I would appreciate some advice on a pilot project to create TEI-Lite
like transcriptions from OCR texts of novels from the 18th to the
early twentieth century. The basic idea is to create manipulable and
interoperable transcriptions that lend themselves to linguistic
annotation but maintain a connection to the layout of the printed
source. The resultant procedures should be simple enough for
individual users to create editions of their own with appropriate
guidelines. In some ways it's a kind of "Project Gutenberg plus."
There was some talk of TEI versions of Gutenberg texts, but nothing
seems to have come of it so far.
The procedures start from an algorithmically produced TEI version
that is derived from an algorithmically produced 'white space XML'.
The source text in every case is the equivalent of what an old-
fashioned gardening book called 'shrubs of merit', first editions or
other public domain editions that for one reason or another have
standing as 'good enough' texts. There is no ambition to capture all
minutiae of typography or layout. But I assume that users will find it
helpful to be able to align a line of transcription with a line of
printed text. On the other hand, soft hyphens can be ignored, and the
second part of a hyphenated word will be added to the line where the
word began.
Lines with running heads will be ignored, as will be lines that carry
information that have more to do with where the paper came from than
with the text, such as "B2" and the like.

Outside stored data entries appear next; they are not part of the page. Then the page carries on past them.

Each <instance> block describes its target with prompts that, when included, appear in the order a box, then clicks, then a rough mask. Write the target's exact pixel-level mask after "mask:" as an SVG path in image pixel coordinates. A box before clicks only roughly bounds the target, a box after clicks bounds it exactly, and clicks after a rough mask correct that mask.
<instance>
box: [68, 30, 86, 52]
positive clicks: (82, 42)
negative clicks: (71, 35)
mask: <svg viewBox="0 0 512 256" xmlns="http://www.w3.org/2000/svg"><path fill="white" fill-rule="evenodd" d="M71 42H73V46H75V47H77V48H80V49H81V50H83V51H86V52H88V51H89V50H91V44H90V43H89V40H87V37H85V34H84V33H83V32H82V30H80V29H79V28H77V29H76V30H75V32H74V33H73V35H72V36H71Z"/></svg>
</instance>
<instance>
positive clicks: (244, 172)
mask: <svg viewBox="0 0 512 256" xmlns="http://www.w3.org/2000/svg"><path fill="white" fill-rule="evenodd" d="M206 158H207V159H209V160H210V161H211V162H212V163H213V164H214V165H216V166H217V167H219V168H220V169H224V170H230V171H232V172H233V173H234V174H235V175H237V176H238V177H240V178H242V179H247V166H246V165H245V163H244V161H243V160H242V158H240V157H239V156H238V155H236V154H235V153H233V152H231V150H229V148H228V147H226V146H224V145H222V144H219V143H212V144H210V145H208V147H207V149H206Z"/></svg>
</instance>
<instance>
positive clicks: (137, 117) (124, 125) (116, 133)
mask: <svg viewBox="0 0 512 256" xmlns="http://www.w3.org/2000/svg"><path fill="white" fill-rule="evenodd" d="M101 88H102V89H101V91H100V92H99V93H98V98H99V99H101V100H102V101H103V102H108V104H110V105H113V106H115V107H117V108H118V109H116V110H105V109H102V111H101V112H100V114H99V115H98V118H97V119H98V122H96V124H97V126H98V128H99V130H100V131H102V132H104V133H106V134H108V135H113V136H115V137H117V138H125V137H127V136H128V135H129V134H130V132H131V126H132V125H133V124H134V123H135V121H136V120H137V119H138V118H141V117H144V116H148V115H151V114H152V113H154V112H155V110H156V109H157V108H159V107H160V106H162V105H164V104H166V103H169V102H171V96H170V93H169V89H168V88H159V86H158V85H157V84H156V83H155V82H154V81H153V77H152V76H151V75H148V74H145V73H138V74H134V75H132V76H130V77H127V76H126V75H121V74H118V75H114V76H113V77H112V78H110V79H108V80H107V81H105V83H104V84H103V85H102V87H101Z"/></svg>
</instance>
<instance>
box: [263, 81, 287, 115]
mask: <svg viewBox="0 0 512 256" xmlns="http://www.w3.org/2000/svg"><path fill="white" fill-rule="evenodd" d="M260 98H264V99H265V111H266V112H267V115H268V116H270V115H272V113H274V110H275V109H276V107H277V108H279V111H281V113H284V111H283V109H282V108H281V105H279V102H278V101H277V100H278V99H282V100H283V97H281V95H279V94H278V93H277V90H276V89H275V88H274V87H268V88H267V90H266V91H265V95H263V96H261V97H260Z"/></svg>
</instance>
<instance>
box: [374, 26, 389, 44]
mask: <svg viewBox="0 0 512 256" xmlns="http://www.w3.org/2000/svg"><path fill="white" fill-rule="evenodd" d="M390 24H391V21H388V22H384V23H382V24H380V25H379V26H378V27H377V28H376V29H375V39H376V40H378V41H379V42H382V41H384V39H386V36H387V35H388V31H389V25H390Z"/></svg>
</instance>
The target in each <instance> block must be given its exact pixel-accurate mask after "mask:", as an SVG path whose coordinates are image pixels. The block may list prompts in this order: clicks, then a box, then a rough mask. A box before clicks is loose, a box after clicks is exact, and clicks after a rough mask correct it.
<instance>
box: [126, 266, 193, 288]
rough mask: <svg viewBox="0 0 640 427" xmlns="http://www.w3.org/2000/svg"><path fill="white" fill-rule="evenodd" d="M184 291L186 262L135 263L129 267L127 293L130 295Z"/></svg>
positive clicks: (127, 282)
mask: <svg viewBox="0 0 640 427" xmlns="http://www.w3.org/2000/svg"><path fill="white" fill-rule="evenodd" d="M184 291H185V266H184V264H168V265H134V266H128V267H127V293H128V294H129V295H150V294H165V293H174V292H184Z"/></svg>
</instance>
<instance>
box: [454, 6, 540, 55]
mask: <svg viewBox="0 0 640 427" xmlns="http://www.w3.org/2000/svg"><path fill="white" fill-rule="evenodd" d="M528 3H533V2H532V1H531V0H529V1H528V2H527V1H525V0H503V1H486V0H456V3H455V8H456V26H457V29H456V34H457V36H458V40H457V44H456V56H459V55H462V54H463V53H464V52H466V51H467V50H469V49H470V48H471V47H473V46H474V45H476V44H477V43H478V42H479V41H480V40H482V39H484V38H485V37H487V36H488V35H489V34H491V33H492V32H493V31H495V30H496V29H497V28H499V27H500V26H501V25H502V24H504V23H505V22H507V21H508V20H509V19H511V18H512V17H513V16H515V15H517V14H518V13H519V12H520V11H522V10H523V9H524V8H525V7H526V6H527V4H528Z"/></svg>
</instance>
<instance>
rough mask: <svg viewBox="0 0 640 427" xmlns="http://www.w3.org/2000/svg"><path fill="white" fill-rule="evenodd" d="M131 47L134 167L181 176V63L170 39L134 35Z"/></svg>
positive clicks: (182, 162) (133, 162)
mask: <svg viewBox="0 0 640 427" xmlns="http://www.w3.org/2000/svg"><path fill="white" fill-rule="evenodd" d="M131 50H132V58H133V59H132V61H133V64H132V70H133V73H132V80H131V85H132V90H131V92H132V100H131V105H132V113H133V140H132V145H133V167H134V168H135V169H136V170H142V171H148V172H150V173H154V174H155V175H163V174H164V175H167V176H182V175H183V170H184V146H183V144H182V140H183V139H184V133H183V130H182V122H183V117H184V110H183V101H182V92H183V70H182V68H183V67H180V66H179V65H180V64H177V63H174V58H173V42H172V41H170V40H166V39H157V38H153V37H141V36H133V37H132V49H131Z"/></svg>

Are these reasonable principles? The trickiest business involves
hyphenation at line or page breaks. Some encoding projects ignore line
breaks. Others observe hyphenation when it occurs at the end of the
page but ignore it at the end of a line. Hyphenation is not a problem
if you think of a text as something to be displayed for readers. If
you tokenize or add linguistic annotation, hyphenated words create
problems of a solvable but pesky kind. It is certainly simpler to
deal with word tokens if you can assume that a line will always
consist of whole words only, and you do not really interfere with the
reader's abiliy to align the transcription with the facsimile, which
is a non-trivial benefit. But what analytical or critical affordances
are sacrificed by ignoring hyphenation?
|